A próxima cena de ação é exemplar do que há de errado no longa: em meio a um mergulho às profundezas do oceano, Indy precisa enfrentar uma antiga fobia, lutar contra o tempo e atentar para uma ameaça que, enquanto isso, se aproxima na superfície. Todas as peças para uma sequência emocionante estão bem-posicionadas, mas o filme simplesmente não parece ter muito interesse em explorar as possibilidades das suas ideias. A cena se resolve antes do esperado, sem que nenhuma das complicações apresentadas gere muito suspense. 

Não vale muito a pena entrar em detalhes do restante da trama. Se tem algo que “A Relíquia do Destino” é, é longo. Com uma duração para lá de 2h20, o tempo pesa sobre o espectador – falha fatal para um filme que se quer cheio de aventura. 
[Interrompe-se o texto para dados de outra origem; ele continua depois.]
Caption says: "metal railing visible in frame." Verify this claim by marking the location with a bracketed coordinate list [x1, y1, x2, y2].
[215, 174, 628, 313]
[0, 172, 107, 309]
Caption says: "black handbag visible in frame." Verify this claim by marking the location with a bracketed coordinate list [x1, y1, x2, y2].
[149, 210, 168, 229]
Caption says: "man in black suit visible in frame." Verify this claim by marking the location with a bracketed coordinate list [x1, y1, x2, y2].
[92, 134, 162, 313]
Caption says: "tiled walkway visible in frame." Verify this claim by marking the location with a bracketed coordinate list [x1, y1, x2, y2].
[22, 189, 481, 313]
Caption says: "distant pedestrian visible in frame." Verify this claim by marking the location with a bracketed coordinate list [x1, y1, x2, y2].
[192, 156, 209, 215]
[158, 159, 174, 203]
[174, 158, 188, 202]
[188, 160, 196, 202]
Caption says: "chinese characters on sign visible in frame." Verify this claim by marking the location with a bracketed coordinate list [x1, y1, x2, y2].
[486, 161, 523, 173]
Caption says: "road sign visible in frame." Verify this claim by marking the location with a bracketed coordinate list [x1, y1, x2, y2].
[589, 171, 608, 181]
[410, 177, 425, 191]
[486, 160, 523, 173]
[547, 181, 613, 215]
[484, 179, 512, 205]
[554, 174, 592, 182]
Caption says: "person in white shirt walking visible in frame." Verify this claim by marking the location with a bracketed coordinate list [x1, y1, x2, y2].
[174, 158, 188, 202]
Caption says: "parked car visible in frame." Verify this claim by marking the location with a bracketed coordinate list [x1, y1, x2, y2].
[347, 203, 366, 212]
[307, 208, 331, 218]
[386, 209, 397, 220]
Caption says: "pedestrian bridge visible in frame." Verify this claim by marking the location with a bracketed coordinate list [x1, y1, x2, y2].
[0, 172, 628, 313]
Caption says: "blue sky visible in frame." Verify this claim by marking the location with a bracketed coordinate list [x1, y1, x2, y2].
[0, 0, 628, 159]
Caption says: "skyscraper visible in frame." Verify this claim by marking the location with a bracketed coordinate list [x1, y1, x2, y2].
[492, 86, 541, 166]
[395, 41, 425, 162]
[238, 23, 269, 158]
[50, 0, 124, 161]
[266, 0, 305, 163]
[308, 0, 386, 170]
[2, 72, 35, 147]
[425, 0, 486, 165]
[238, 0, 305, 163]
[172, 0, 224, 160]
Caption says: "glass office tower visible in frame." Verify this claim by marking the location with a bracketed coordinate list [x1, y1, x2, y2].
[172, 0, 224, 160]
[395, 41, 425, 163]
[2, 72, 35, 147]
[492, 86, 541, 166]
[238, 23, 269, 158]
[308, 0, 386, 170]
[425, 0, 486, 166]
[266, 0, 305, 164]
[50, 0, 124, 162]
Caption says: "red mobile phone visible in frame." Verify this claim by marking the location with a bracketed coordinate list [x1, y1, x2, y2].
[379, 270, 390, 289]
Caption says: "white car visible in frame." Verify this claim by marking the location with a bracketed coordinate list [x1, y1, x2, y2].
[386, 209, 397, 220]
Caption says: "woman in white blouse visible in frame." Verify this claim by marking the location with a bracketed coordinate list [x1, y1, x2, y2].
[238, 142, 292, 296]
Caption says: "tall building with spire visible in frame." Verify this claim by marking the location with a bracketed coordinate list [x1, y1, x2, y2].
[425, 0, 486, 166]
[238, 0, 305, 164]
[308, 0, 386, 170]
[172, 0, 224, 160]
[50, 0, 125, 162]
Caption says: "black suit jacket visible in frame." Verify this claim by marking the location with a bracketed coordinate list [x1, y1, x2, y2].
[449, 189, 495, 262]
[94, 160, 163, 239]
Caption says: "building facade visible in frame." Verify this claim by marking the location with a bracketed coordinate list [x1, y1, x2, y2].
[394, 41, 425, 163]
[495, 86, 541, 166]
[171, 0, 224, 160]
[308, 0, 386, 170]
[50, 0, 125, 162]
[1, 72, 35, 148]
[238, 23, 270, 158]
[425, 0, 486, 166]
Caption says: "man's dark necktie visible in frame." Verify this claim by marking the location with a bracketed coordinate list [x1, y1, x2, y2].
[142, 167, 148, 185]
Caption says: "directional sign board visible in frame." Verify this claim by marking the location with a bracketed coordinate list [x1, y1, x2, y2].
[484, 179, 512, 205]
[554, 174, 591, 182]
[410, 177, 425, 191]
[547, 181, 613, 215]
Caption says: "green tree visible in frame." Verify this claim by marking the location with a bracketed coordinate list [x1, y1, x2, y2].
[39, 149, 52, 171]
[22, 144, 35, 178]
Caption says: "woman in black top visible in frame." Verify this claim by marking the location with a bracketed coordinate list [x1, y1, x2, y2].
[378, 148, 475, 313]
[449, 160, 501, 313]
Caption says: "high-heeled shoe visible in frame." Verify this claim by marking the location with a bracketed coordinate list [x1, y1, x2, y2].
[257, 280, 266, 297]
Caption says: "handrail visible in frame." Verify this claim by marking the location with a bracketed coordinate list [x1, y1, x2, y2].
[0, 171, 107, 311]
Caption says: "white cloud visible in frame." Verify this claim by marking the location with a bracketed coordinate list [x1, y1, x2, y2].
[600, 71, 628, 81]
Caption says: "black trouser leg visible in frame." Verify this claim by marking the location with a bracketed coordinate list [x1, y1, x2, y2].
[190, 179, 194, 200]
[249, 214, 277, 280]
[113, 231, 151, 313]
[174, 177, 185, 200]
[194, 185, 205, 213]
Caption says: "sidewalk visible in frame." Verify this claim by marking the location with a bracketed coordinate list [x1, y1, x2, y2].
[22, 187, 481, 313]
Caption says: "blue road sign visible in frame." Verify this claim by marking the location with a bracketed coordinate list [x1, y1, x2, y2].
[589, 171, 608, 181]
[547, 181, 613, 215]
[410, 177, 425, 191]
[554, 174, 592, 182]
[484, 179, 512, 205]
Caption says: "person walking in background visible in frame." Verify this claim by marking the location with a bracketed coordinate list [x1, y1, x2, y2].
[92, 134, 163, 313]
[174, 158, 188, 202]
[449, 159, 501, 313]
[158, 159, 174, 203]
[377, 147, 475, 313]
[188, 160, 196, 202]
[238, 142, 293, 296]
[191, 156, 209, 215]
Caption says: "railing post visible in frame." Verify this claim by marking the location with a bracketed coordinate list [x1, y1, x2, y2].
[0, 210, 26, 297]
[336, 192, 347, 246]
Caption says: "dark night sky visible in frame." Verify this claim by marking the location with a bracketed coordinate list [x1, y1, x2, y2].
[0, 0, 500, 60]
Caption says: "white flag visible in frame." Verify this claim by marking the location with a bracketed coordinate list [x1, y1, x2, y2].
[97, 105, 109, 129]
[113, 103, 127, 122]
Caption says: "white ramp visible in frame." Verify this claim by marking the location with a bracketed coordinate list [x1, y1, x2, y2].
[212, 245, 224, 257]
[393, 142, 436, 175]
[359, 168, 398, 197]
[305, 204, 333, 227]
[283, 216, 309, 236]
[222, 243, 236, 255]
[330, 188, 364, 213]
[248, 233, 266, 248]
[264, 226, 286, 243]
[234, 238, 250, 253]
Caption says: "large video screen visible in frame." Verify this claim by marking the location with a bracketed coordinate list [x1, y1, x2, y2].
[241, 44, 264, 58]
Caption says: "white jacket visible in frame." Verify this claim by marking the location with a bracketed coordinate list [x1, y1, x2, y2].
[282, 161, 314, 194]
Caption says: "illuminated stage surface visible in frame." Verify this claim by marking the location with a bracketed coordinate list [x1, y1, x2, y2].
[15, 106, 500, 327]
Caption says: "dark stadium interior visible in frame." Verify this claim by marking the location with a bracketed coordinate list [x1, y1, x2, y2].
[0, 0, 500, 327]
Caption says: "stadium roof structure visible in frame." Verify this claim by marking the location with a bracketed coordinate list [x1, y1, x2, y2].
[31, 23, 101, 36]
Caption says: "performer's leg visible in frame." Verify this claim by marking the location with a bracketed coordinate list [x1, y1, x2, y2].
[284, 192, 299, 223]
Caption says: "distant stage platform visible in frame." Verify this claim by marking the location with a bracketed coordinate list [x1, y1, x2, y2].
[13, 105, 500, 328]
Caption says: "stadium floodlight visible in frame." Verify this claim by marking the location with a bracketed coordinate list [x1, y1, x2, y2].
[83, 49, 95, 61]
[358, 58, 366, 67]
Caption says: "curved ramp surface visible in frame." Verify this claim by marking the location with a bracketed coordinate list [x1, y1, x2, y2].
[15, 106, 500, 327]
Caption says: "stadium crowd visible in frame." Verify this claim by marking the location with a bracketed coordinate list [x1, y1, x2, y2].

Há ainda Phoebe Waller-Bridge como afilhada de Indy – e se não a havia mencionado até então, é porque o longa se limita a colocá-la para repetir seu mesmo número de “Fleabag“. Sem falar, é claro, em Harrison Ford, que aqui aparece bem mais investido no papel do que seus últimos 20 anos de carreira nos levam a esperar. 

AVISO DE SPOILERS ADIANTE

 E o final, hein?

Uma pena que esse investimento não pareça ser compartilhado pelo filme em si – e, nesse sentido, a sequência final do longa merece ser discutida em mais detalhes: 

Após o uso da anticítera pelo Dr. Völler de Mads Mikkelsen, Indy e companhia viajam para cerca de 200 anos a.C. Lá, Indy, ferido à bala, testemunha o cerco de Siracusa e encontra o lendário Arquimedes. É uma visão fantástica: tudo aquilo que Indy passou a vida pesquisando ganhando vida diante de seus olhos. 

O encontro com Arquimedes representa, é claro, a possibilidade do maravilhamento em contraste ao tédio cotidiano da aposentadoria. Não é de se espantar, portanto, que Indy opte por ser deixado para morrer naquele tempo, longe de casa mas como parte de algo genuinamente deslumbrante. A música cresce, Harrison Ford dá tudo de si e parece mesmo que o nosso herói terá um fim digno: agora Indy também será parte da História. 

Não é o que acontece. Indy acaba sendo transportado a contragosto de volta aos anos 60, onde Sallah e Marion o esperam. E, embora a cena em que ele reencontra sua ex-companheira seja bonita, um gosto amargo permanece na boca: então quer dizer que, em vez de viver a concretização literal de seus anos de estudo (mesmo que brevemente), o desfecho de nosso herói é voltar à mesmice doméstica – dessa vez cercado por mais bocas para alimentar? 

Uma leitura cínica? Talvez, mas “A Relíquia do Destino” também não ajuda. Fora que, dado o histórico de Hollywood com propriedades intelectuais, o desfecho causa um desgosto ainda maior: é que dificilmente os estúdios deixam suas propriedades morrerem. Lembremos da obra do próprio Mangold, que encerrou a era de Hugh Jackman como Wolverine em “Logan“, apenas para que o retorno do ator ao personagem fosse anunciado poucos anos depois.

 Não, o fim nunca chega para produtos que podem ser rejuvenescidos, reembalados e recomercializados.